We briefly visited a craft room they had set up for the day. Jordan and Jacob planted seeds in plastic bags while Joey made monsters using bottle caps. Two of my boys made "rain tubes" using paper towel tubes, fasteners, rice and beans. Then slowly I lost their attention for the other crafts as they drifted back to the reptile room.




When I walked into the room I found Joey actually holding a snake, not just any snake a big black rat snake. Jacob also worked up the courage to "pet" a snake, although he still wasn't interested in holding any of them. After a while of watching the snakes wind their way around my children, we headed outside to the nature trail.

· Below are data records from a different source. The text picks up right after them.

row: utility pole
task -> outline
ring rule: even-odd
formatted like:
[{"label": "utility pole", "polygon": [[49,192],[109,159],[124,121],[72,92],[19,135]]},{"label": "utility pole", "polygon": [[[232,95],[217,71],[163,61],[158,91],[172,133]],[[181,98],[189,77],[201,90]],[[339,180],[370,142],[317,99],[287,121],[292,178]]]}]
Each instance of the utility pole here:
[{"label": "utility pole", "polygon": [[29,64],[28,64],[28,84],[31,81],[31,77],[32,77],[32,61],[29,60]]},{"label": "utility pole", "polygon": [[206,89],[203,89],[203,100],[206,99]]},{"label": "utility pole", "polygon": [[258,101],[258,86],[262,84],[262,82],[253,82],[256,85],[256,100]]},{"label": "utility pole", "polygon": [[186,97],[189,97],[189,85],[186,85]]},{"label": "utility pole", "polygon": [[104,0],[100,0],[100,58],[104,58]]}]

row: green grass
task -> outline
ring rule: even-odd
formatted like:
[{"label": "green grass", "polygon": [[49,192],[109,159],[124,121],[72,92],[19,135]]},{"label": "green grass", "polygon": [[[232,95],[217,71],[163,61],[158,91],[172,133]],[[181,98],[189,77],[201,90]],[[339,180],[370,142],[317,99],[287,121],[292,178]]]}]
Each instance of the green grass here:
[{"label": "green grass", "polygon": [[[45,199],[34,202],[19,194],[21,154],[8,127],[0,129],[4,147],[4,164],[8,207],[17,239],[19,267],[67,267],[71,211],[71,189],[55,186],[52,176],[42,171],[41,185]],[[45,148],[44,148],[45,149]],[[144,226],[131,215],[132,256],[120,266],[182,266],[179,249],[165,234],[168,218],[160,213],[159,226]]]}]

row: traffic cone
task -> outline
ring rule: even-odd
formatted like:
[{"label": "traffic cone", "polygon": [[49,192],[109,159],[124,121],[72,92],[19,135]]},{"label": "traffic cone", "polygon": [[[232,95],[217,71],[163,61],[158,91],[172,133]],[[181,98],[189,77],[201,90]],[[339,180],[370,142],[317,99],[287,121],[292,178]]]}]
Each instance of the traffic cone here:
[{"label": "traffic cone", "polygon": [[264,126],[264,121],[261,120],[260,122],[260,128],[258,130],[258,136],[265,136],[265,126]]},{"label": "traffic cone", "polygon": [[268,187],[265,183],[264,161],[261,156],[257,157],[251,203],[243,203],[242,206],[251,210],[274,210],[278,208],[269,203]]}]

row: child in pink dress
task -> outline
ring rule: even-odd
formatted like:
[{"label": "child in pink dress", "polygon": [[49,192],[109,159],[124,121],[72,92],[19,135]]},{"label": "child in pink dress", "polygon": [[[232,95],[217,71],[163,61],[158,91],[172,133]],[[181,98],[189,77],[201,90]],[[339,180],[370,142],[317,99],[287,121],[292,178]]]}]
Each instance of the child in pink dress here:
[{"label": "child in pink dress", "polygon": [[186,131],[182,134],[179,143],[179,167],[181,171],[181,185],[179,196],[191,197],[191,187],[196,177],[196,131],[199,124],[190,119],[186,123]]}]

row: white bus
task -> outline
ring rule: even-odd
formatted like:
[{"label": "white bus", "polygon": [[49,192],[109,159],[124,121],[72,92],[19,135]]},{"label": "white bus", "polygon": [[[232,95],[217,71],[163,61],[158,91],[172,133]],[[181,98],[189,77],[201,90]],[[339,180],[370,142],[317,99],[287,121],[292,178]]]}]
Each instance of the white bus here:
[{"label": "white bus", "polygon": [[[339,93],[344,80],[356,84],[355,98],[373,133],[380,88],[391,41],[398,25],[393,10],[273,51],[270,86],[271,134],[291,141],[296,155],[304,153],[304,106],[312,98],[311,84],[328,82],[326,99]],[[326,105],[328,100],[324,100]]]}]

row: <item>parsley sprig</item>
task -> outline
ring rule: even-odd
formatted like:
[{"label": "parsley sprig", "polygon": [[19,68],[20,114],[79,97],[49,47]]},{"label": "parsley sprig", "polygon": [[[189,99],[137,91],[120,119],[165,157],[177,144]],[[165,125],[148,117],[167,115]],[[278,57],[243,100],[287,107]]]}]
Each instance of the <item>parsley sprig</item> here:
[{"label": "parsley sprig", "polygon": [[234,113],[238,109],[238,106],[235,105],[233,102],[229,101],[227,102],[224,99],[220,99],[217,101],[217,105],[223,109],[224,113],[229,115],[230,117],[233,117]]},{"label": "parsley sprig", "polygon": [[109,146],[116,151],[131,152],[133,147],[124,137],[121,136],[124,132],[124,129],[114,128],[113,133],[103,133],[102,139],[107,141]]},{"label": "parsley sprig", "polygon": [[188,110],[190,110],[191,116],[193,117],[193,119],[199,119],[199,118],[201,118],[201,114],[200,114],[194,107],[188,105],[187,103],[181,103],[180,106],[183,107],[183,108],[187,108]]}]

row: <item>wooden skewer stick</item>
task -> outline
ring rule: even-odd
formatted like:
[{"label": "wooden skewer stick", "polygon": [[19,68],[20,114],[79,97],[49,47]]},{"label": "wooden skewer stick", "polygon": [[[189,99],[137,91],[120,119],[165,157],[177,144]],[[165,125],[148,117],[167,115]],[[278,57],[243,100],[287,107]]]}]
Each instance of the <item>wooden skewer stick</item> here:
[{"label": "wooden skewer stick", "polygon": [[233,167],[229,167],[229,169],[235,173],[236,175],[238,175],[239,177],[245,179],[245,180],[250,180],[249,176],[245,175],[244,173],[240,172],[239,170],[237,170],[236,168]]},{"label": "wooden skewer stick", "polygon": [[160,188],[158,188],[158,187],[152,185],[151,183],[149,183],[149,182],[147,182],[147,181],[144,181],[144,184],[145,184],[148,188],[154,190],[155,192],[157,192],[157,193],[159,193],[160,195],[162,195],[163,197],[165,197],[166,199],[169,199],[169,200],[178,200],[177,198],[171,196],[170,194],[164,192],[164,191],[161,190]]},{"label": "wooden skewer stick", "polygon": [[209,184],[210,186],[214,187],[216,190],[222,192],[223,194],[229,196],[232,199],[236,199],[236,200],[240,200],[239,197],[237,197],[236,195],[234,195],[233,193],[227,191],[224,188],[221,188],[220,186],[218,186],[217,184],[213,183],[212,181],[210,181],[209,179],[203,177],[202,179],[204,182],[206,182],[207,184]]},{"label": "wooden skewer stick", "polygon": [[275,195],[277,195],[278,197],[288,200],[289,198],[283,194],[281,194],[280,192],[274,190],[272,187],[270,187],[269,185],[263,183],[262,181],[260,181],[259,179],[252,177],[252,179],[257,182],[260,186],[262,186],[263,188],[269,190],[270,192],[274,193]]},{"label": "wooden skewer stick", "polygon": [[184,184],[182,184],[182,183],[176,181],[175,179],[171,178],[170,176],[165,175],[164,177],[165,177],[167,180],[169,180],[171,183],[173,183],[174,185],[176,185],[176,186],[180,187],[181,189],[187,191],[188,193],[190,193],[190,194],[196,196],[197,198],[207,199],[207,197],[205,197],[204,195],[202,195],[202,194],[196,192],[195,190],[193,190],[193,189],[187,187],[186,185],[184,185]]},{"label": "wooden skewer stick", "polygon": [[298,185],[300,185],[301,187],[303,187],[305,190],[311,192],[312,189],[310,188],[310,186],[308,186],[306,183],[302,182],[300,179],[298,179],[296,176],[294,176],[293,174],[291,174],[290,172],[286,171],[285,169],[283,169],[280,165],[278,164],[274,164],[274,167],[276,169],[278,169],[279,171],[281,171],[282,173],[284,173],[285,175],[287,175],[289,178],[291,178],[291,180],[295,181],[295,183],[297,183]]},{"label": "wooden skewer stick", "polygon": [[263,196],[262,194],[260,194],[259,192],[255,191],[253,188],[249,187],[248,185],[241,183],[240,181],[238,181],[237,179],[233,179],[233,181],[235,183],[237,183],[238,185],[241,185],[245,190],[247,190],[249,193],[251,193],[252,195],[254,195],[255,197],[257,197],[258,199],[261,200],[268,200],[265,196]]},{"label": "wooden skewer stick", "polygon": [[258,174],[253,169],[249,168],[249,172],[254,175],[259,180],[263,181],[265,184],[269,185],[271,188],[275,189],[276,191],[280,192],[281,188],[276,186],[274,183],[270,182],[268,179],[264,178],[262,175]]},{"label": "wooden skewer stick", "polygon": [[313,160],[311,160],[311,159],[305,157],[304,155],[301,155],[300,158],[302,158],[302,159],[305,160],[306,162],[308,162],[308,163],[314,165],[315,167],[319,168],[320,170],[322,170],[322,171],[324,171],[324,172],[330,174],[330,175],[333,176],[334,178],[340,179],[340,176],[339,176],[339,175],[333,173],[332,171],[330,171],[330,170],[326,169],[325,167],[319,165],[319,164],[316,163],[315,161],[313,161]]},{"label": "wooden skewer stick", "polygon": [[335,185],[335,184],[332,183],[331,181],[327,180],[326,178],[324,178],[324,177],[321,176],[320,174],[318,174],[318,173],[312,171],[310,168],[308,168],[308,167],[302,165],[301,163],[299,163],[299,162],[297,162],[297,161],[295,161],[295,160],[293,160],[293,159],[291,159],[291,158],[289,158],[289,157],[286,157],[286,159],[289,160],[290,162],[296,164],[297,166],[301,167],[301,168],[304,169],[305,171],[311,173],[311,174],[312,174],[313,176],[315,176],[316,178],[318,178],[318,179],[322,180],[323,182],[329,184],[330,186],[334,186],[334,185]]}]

 We didn't make it far before we made a detour to learn about bees. We were promised a honey stick if we could locate the queen bee. So while Jordan and Jake searched the small comb for the queen, Joey asked a bunch of questions about what a bee keeper does. Joey got to practice spinning a couple empty frames, learn what the smoker was for and how it effected the bees and learn the different layers of the hive. While Joey was learning all this cool stuff the other two were still searching for the queen bee (they had also been listen to the guy as he explain things to Joey), they were determined to earn a honey stick. We searched for that queen for about 20 minutes, before the guy took pity on us and gave honey sticks for trying. As we were walking away he found the queen and called us back, we hadn't been able spot her with the blue dot they place on her back because she had been tucked away in a corner laying eggs.


 Then it was finally time to tackle the trail. We were told we should stop by "turtle pond" along our way, there usually are a bunch of turtles and frog you can spot easily. The turtles were sitting all lines up on a branch and looked liked like a bunch of tiny helmets. The frogs were all over the place just blending in and being frogs. We had seen a bull frog but when we got closer for a better look, he jumped into the water. From there we continued our 1.5 mile walk along the trail. While everything was still brown and not much to look at, we did make a few discoveries such as a beaver dam and a lot of trees with beaver teeth marks on them. The path itself was a nice change for the boys, instead of just the dirt ground there were wooden planks to walk on and a cool bridge to cross over. The boys also did some climbing around as there isn't any poison ivy to watch out for yet.